The Constitution prescribes gender equality. If gender equality is realised and women have the freedom to choose their partners, many would marry outside their caste and corrode the caste system. The Constitution urges equality and non-discrimination, both inimical to the institution of caste and to discrimination on the basis of religion. It promotes a scientific temper, even as it protects the freedom to practice and propagate one’s religion of choice. In other words, the Constitution seeks to overhaul traditional India’s value system and overturn the caste system’s iniquitous hierarchy of social, cultural and economic power.

Nehru was alive to the need to move society, far removed from the democratic ideal, towards the Constitutional goal. The vision of social reform dissipated from the political class, over time, as leaders pursued votes, offered patronage to and sought patronage from the status quo, so much so that Narasimha Rao, Rajiv Gandhi’s home minister, famously declared, in the wake of the Shah Bano controversy, that if Muslims wanted to rot in the gutter, denying their women the democratic rights the Constitution proffers and the court had enforced, he was no one to dig them out.

…Addressing Social Schism

During the freedom struggle, nationalism was the rallying cry. This allowed leaders to paper over society’s divisions in the struggle to throw the British out. Gandhi’s support for Khilafat, opposition to British defenestration of the Ottomans, brought Muslims to the freedom movement, all right, but fed pan-Islamism.

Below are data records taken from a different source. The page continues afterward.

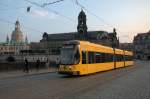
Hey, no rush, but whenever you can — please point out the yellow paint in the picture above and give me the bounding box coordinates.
[59,41,134,75]
[116,61,125,68]
[125,61,134,67]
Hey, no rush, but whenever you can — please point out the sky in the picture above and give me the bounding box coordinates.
[0,0,150,43]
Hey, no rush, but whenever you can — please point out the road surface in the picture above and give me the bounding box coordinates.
[0,61,150,99]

For much of his life, Gandhi defended the Varna system, even as he fought untouchability. This led to his lasting differences with Ambedkar.

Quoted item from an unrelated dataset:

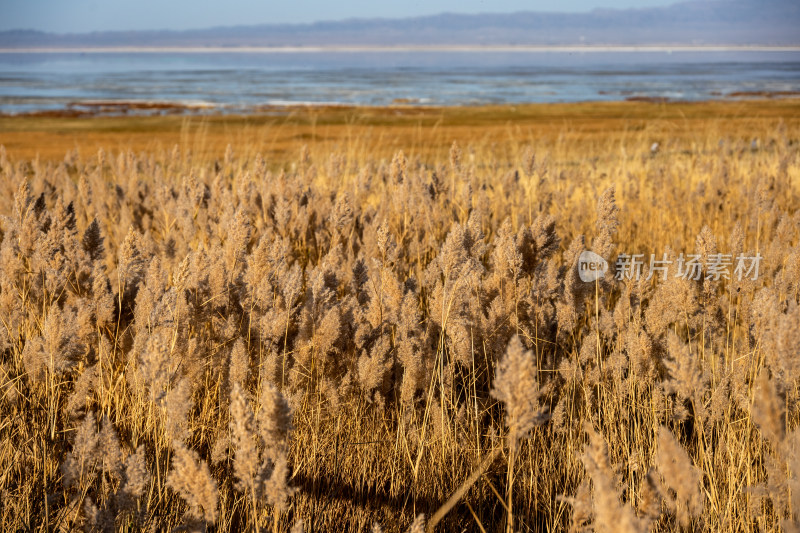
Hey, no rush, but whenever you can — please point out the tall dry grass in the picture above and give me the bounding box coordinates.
[0,113,798,532]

When Kashibai Kanitkar, one of the earliest women writers in Marathi, wrote and published her first article, Bal Gangadhar Tilak’s newspaper Kesri offered the material her patriarchal critics needed to haul her over the coals for daring to learn to read and write, and, thereby, commit “treason against men”.

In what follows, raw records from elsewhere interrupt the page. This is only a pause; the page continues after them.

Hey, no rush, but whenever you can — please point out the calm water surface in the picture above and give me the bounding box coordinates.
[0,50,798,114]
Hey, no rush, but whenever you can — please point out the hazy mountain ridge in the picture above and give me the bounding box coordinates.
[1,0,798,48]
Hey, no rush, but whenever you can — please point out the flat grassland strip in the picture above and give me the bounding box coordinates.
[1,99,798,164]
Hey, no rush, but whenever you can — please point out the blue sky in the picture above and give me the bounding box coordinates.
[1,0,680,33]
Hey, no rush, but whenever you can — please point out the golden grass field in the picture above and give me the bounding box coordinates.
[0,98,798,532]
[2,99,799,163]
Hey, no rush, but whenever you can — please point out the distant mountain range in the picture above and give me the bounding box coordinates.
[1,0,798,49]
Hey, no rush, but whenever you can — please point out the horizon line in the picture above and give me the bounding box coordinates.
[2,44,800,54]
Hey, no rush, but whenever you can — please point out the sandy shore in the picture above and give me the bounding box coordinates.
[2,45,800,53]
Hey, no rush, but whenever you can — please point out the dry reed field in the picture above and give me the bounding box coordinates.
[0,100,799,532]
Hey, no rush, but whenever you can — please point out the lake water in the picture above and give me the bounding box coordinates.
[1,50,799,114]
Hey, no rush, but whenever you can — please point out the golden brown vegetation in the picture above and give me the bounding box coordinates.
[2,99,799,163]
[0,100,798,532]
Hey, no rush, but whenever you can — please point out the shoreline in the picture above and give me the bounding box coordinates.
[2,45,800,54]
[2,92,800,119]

The Hindu Mahasabha, the Muslim League and the Communists — in the freedom movement, they were not the marginal presence they are today — offered competing and different visions for Indian society after Independence. But the vision of the Congress mainstream, led by Gandhi, prevailed, despite or, perhaps, because of, its prevarications on how to resolve society’s internal divisions.

But now, the Sangh Parivar’s effort to redefine Indian nationhood as Hindutva has created a popular upsurge.

Yes, there are the recognisable political leaders amongst the protesters, intellectuals, artistes, actors and social activists. But the most emphatic presence is of young people unattached to anything or anyone, apart from an idea of India as a secular, democratic place where people of all faiths have an equal right to a place under the sun, that equality recognising no boundaries of faith, caste, language or gender.

These youngsters, in effect, ask who we are, amidst the shimmering, diffracting, melding hues and shades that constitute ‘us’, and about the meaning of construing a ‘them’ amongst us, even as an ill-remembered past, of division of the popular imagination that culminated in the Partition, struggles to mouth a warning against repeating that tragedy. Their passionate protest in defence of unity negotiates social difference to enrich democracy.